Some interesting news coming out of Australia today, with yet another transport public-private-partnership (PPP) on the brink of collapse, due to over-optimistic traffic forecasts. This time it’s the Airport Link toll road in Brisbane:
THE operators of Brisbane’s Airport Link have gone into a trading halt, amid increasing speculation about the company’s financial future following much lower than expected traffic volumes…
…It comes as the operator struggles to achieve even 50 per cent of its forecast traffic volumes of 135,000 vehicles a day.
Since a discounted toll took effect in late October, Airport Link carried 53,172 vehicles a day down from 85,000 in its first six weeks of operation when motorists were able to use the tunnels for free.
BrisConnections had projected a figure of 135,000 from the end of the toll free period, rising to 160,000 within 18 months of opening.
A retired Sydney academic notes that this failure is far from unusual and all comes back to that same vexed issue that we discuss so frequently in blog posts: overly optimistic traffic predictions:
Professor John Goldberg has written a complex 24-page analysis of the project and his findings are unswervingly grim. He says that Brisconnections, the listed company which oversaw the $4.8 billion project, faces “inevitable financial collapse”.
Skewed traffic forecasts, poor cash flow and unmanageable debt will prove its undoing, he believes.
Until recently, the listed company had insisted that everything was fine.
That reassurance came even though vehicle numbers have fallen far short of expectations since the 6.7km road opened in late July with an introductory free tolling period which ended last month.
But Brisconnections acknowledged on November 2 that its bankers had appointed insolvency and restructuring firm PPB Advisory to conduct an independent business review. Investors were warned that there may be “adverse implications”.
Is Brisconnections heading for the same fate as RiverCity Motorway Group, which collapsed about $1.4 billion in debt less than a year after the 2010 opening of Brisbane’s cross-river Clem7 tunnel?
That’s what Prof Goldberg thinks. Normally, such a dire forecast might be met with skepticism.
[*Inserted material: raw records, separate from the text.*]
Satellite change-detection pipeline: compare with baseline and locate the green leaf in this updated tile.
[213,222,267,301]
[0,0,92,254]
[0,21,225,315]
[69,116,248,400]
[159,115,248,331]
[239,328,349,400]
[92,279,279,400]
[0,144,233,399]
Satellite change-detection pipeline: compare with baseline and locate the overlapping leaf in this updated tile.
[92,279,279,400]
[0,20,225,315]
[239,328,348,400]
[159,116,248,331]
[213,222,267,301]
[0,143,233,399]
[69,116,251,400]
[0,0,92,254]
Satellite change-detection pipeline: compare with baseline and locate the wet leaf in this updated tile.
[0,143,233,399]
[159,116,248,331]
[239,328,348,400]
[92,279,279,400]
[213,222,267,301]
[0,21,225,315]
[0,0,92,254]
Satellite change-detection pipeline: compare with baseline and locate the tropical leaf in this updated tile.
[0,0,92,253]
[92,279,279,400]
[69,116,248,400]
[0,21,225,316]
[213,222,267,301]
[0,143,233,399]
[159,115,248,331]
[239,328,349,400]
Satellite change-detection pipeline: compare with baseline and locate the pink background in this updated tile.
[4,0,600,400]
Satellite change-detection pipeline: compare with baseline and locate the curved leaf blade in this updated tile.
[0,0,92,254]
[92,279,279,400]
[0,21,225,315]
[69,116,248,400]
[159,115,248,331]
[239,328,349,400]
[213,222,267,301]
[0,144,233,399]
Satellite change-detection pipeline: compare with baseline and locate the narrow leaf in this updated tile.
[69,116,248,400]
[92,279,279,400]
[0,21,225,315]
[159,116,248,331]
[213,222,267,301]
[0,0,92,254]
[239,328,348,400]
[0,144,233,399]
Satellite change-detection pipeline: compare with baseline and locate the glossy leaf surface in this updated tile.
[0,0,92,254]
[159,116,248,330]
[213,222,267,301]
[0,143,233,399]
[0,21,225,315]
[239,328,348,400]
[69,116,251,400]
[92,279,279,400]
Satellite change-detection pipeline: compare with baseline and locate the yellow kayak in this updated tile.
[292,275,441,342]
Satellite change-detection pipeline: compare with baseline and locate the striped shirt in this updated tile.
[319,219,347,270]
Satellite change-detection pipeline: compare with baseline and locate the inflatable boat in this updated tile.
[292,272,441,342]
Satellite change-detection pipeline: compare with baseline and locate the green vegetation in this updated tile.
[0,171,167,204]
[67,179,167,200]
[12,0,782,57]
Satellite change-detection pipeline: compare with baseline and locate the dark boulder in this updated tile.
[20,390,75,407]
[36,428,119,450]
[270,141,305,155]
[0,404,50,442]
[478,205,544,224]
But Prof Goldberg, who taught at Sydney University and worked as a senior researcher at CSIRO for 30 years, has form.
He correctly predicted the failure of the companies operating the Cross City and Lane Cove tunnels in Sydney. That foresight earned him a place before a 2005 NSW Parliamentary inquiry.
“The public-private partnership concept has failed in Australia and should serve as a warning to superannuation funds of the high risk of investment in road infrastructure,” he writes in his current paper.
Investors have poured more than $23 billion into 11 toll roads across Australia since 1994 and the net return on equity has been small or negative in each case.
On the one hand I’m not fan of PPPs for transport because I think they’re just a form of “creative accounting” that benefits nobody but the lawyers drawing up the complex contracts. However, on the other hand if these high profile PPP failures in Australia had just been public sector roads we may well have never known about them, because the horribly inaccurate traffic predictions wouldn’t have been an issue. So it seems that – perhaps by learning the hard way – the PPP system might end up bringing a bit more rigour to the process of assessing whether projects are actually needed or not.
But that will be too late for the Airport Link, where it seems the process of working out how many vehicles were going to use the road each day was based on a rather convoluted process:
A common flaw in the failed tolls roads and, notably, Airport Link, is the use of a “work back” philosophy to forecasting traffic numbers, Prof Goldberg says.
The promised return on equity to investors is a starting point used to work back to how much revenue must be generated from the expected daily flow of vehicles, which has been inflated to wildly unrealistic targets, he says.
Brisconnections had forecast 135,000 vehicles a day would use Airport Link from the start and the numbers would eventually climb to 195,000 daily.
The most recent average traffic count showed a dip to just 66,203 a day in October, a period when the road’s use was still free for more than half the month.
The Clem7 traffic performance has been equally dismal, with an average of just 24,000 vehicles a day, less than a quarter of expectations.
The ‘work back’ philosophy seems utterly bizarre, to say that least.
Given the numerous failures of PPPs in Australia, for reasons which seem to be happening in New Zealand too, it is interesting that our government seems so keen on pursuing them for projects such as Transmission Gully and perhaps the future Puhoi-Wellsford road. The worry I have is that if private investors in PPPs are so burned from the Australian experiences then all the “demand side risk” (i.e. whether the road will have enough use and generate enough toll revenue to make it worthwhile) is likely to end up sitting with the public while the private investors make out like bandits through ‘creative accounting’. Pretty much the worst of both worlds.
Why do we never learn from the mistakes of others?